Szokujące wyniki raportu otwarcia w Kancelarii Prezydenta. Wraz z odejściem Bronisława Komorowskiego oraz jego dworu zniknęły meble, sprzęt RTV i kuchenny oraz elektronika o wartości pół miliona złotych. Podejrzenia budzą też gigantyczne odprawy oraz zakupy "prezentów" na kwotę 1,5 miliona złotych - czytamy w tygodniku "ABC".
Autorzy artykułu wymieniają przedmioty, które, jak wynika z dokumentów kancelarii, zostały zniszczone. Z raportu wynika, że w prezydenckiej willi w Klarysewie, ale również w innych rezydencjach, "niszczono" sprzęty AGD nie starsze niż trzyletnie. Na przykład z willi w Promniku zniknęły: blender Philips (rok prod. 2012) o wartości 492,00 zł, telewizor LED LG (2013) - 1180,80 zł, ekspres do kawy Saeco (2013) - 2650,65 zł, żelazko Tefal (2014) - 299,00 zł, sokowirówkę Bosch (2014) - 519,00 zł, blender Braun (2014) - 349,00 zł, szafę metalową Novcan (2014) - 2105,00 zł oraz ekspres do kawy Jura Impressa (2014) - 4 299,99 zł. "Członkowie Komisji Likwidacyjnej nie uczestniczyli w likwidacji wskazanych składników majątku Skarbu Państwa".
"To nie koniec "rewelacji", jakie pozostawił po sobie Komorowski" - czytamy na łamach "ABC". Analizując dokumenty, można właściwie dojść do wniosku, że ostatnie miesiące urzędowania upłynęły Komorowskiemu na... rozdawaniu prezentów.

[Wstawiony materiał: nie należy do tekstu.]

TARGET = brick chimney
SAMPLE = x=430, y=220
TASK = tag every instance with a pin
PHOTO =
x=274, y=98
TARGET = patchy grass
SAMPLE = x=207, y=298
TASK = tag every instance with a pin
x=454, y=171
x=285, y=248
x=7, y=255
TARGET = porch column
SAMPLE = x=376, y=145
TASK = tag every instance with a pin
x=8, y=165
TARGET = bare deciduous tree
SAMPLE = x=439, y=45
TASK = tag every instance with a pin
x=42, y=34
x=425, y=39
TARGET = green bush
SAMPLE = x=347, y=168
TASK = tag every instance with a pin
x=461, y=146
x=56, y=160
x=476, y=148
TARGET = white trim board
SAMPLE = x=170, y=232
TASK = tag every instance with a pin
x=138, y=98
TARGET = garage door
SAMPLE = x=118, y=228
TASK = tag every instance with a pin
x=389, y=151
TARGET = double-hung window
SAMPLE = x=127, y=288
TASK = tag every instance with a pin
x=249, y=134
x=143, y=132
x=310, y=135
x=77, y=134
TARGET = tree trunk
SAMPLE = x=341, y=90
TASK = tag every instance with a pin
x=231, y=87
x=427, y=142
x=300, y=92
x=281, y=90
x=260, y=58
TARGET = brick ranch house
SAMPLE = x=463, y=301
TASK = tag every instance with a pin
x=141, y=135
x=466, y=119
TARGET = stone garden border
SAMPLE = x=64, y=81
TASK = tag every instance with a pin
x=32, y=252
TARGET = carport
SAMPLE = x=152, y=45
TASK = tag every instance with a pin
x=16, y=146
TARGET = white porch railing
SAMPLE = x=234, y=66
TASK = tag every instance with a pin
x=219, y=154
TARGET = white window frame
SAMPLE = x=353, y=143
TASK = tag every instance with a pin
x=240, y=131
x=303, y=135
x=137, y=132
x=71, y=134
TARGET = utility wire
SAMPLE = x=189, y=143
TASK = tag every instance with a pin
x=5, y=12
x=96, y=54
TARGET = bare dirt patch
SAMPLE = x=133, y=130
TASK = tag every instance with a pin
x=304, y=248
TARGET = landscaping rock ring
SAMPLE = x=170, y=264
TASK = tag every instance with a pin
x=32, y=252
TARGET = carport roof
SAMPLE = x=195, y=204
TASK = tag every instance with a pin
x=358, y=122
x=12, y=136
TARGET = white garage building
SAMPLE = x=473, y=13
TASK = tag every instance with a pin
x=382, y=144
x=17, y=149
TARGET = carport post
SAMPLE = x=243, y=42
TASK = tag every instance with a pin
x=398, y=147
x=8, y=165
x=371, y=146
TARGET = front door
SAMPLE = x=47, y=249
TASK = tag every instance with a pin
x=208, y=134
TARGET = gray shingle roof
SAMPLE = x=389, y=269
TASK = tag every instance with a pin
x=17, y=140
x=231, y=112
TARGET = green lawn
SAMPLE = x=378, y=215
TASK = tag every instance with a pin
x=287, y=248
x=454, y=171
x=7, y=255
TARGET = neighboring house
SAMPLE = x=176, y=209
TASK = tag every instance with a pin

Upominki wręczono 400 osobom, wydając na to 1,5 mln zł.
Majestat urzędu sprowadzony do poziomu straganu - komentowali te informacje na gorąco internauci i trudno się dziwić ich oburzeniu. O ile nadużycia finansowe jeżą włos na głowie, ale wzbudzają także uśmiech politowania, to w raporcie znajduje się informacja, którą należy potraktować z najwyższą powagą. Chodzi bowiem o "sprzęt o specjalnym przeznaczeniu". Otóż szef gabinetu Komorowskiego oraz szef kancelarii używali do swoich obowiązków "zestawów mobilnych niejawnego systemu Sieci Łączności Rządowej CATEL", czyli telefonów do szyfrowanych połączeń. Jednak pierwszy... zgubił token do tego sprzętu, a drugi - cały zestaw. "Braki zostały stwierdzone w ostatnich dniach urzędowania odchodzącego kierownictwa" - piszą Marek Pyza i Marcin Wikło na łamach nowego wydania tygodnika "ABC".